The Changing Fortunes of the Universal Declaration of Human Rights: Genesis and Symbolic Dimensions of the Turn to Rights in International Law
Posted: 17 Jan 2009
Date Written: November 2008
The article explores the genesis of the Universal Declaration of Human Rights and the turn to rights in international law. To this end, it focuses on how international lawyers have received the Declaration in their contemporary doctrinal and political contexts. The fact that the political and moral importance of the Declaration from the very beginning outweighed its concrete legal significance invited intriguing scholarly reflections on the symbolic dimension of the document. Despite early sceptical voices about its legal and moral value, international lawyers welcomed and reaffirmed its significance during the 1960s and 1970s. While attention turned to human rights treaty law in the 1980s, the Declaration embodied the hope for a new era of human rights protection after the end of the Cold War. Throughout the 1990s a new scholarly defence of the universal character of the Declaration could be observed, later being accompanied by new insecurity and soul-searching in the face of institutional limitations.
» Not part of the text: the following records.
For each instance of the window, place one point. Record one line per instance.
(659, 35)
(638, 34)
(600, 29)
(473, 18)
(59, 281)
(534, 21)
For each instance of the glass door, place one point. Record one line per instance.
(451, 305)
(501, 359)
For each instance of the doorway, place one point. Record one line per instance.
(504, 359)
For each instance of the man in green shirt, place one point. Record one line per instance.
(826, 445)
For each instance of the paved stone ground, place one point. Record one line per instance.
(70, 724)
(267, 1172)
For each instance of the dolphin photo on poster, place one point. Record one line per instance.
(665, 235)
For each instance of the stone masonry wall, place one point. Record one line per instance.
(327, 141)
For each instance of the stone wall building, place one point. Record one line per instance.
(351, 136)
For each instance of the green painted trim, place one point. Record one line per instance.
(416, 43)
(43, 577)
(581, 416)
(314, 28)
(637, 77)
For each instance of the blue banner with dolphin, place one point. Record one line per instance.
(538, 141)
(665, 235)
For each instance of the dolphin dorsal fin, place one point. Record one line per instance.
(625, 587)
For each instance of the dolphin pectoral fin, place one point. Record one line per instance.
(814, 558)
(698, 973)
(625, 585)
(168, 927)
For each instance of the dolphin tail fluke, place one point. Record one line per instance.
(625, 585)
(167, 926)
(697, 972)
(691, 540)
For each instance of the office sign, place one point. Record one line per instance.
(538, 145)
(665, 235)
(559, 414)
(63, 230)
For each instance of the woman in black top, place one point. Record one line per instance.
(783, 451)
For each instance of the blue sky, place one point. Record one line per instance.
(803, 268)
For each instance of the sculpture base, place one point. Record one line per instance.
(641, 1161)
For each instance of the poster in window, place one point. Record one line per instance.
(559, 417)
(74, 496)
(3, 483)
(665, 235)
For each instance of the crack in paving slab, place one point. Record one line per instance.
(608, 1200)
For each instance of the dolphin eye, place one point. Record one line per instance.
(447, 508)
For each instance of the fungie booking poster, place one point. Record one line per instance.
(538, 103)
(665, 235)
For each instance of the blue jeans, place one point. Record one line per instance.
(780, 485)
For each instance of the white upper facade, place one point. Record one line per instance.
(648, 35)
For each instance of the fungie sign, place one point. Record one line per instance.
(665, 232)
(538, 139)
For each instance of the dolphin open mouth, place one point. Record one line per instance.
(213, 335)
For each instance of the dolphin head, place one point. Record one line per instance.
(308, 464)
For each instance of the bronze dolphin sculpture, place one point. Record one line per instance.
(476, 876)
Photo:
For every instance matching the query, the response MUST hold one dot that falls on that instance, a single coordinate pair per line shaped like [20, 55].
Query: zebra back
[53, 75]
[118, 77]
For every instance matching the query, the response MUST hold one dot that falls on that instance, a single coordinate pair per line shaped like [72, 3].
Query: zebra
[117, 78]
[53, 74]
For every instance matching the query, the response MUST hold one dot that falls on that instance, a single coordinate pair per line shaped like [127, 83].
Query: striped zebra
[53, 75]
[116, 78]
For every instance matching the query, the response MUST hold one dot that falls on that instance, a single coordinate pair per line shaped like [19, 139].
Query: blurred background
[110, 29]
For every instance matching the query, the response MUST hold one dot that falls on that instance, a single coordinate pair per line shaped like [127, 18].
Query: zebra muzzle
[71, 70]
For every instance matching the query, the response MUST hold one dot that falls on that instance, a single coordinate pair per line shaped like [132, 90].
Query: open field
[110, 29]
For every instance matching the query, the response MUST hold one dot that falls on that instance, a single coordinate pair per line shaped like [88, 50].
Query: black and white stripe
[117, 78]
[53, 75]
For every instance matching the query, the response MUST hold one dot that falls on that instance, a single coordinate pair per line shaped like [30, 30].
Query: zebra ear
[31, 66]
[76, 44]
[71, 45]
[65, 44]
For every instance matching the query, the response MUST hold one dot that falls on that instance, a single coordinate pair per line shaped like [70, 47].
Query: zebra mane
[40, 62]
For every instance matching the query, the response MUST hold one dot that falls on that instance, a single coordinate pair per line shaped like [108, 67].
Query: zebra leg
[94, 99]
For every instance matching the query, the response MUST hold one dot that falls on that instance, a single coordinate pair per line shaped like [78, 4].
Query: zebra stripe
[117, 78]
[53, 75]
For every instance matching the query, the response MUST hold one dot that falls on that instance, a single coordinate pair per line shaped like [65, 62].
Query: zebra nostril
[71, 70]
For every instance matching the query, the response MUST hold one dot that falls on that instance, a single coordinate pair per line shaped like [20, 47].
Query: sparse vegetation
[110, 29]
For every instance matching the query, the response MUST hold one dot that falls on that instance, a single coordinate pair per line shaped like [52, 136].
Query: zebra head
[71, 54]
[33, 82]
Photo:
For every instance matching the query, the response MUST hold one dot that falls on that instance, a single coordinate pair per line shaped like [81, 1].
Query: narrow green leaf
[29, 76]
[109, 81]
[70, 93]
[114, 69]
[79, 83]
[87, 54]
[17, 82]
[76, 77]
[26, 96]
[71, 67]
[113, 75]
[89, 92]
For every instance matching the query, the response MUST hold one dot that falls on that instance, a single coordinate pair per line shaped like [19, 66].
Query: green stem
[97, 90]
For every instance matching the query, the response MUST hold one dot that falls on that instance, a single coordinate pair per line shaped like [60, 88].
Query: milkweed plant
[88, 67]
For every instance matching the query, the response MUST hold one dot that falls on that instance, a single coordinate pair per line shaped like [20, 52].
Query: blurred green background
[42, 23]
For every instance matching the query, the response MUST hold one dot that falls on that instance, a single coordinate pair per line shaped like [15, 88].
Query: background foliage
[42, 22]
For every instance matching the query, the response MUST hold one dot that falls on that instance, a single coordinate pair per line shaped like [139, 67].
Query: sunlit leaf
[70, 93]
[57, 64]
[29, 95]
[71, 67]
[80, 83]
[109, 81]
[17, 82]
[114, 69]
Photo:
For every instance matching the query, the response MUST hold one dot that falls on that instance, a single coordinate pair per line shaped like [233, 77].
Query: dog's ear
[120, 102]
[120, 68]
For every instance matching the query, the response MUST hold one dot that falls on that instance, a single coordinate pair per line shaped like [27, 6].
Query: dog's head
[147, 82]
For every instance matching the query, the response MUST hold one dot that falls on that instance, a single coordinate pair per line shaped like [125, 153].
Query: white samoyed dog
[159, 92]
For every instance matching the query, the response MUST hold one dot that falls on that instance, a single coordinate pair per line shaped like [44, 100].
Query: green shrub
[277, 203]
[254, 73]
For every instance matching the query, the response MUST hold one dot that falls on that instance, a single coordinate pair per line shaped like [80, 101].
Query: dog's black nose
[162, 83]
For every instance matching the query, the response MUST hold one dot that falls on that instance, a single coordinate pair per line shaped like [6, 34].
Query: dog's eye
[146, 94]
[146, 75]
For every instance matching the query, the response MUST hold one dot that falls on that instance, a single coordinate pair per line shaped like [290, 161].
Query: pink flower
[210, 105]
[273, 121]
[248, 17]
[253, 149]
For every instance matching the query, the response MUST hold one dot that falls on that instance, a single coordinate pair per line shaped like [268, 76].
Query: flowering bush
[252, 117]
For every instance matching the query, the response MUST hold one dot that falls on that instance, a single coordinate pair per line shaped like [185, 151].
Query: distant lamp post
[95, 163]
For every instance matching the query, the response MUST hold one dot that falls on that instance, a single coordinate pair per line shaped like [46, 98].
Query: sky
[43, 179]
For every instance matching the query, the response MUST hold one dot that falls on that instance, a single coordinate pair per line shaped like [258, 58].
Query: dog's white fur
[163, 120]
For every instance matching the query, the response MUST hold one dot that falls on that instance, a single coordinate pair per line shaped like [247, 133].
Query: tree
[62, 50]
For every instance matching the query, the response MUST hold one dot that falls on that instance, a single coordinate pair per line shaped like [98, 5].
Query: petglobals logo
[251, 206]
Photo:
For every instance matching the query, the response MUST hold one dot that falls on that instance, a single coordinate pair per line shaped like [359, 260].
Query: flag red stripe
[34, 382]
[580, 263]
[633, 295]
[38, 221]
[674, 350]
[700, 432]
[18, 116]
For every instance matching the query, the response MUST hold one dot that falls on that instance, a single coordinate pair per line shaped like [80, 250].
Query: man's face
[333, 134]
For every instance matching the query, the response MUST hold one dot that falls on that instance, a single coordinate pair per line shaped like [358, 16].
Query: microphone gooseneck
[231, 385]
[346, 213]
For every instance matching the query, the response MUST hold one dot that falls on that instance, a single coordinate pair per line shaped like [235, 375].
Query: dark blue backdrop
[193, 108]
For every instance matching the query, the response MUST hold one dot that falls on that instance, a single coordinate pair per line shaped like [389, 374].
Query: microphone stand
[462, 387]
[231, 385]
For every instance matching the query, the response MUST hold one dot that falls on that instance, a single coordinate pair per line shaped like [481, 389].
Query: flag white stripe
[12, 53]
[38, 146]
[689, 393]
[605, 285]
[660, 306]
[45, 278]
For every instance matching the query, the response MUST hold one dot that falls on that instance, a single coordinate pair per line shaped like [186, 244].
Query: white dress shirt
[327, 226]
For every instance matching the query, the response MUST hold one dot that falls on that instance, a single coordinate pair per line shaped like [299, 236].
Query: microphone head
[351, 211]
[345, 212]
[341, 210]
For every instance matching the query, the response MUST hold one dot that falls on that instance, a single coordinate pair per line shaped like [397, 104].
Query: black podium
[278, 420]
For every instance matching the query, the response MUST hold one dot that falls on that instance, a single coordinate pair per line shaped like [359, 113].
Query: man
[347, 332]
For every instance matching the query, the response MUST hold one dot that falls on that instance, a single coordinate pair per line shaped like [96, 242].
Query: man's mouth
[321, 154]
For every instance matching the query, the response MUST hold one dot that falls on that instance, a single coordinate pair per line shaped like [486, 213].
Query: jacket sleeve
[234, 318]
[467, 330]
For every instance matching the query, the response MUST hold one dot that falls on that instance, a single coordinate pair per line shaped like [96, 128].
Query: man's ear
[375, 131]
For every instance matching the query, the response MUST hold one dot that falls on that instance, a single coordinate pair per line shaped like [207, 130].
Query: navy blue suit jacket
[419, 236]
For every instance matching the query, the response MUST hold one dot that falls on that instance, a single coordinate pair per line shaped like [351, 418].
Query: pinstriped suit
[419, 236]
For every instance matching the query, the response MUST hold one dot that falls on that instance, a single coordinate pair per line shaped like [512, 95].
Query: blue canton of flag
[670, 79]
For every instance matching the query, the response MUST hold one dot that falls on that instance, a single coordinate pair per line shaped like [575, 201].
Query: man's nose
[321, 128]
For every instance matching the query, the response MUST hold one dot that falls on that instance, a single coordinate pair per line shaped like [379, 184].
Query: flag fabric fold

In general, the Declaration became synonymous with the turn to individual rights in international law, and whenever there was a sense of crisis because of institutional blockades or challenged foundations, the Declaration received new and increased attention. It symbolized unity in an increasingly fragmented and contentious institutional and political environment for international human rights protection. The story of its scholarly reception is therefore also a story of the failed and perhaps unattainable attempt fully to institutionalize international human rights in a cosmopolitan legal order.